Kokoschka’s Tigerlöwe crackles with tension between the big cat and the viewer. The animal’s head takes up most of the picture, with its gaping mouth and fixed stare. Far from being in captivity, it seems to be on the point of breaking free. The colours and lines are raw, almost erupting from the canvas. The painting is not a naturalistic portrait, but an emotional statement, an explosion of wildness.

Kokoschka’s depiction marks an iconic development in Modernist art. Animals, particularly non-European species, became catalysts of a liberation from the constraints of form. Formal constraints.
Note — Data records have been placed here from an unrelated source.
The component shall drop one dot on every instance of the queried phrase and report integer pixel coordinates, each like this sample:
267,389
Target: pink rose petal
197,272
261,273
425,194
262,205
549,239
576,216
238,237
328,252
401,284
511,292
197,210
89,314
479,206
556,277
For many artists, the physical power and unpredictable behaviour of the creatures were a counter-world to the civilised, mechanised modern age.

 

Hybrid bodies –
Between projection and liberation

The Tiger Lion is more than a mere zoological curiosity. The depiction of the hybrid creature represents the transgression of boundaries, both biological and symbolic. For Kokoschka, the predator was a projection of the unfettered, the unexpected; an echo of everything that was suppressed in the modern age.

Clearly, animals appear not only as creatures under observation, but as mirrors and reflections. They challenge, unsettle, assault boundaries. Zoos, as artificial settings exhibiting what is foreign and different, are particularly notable environments for questions of power, representation and projection.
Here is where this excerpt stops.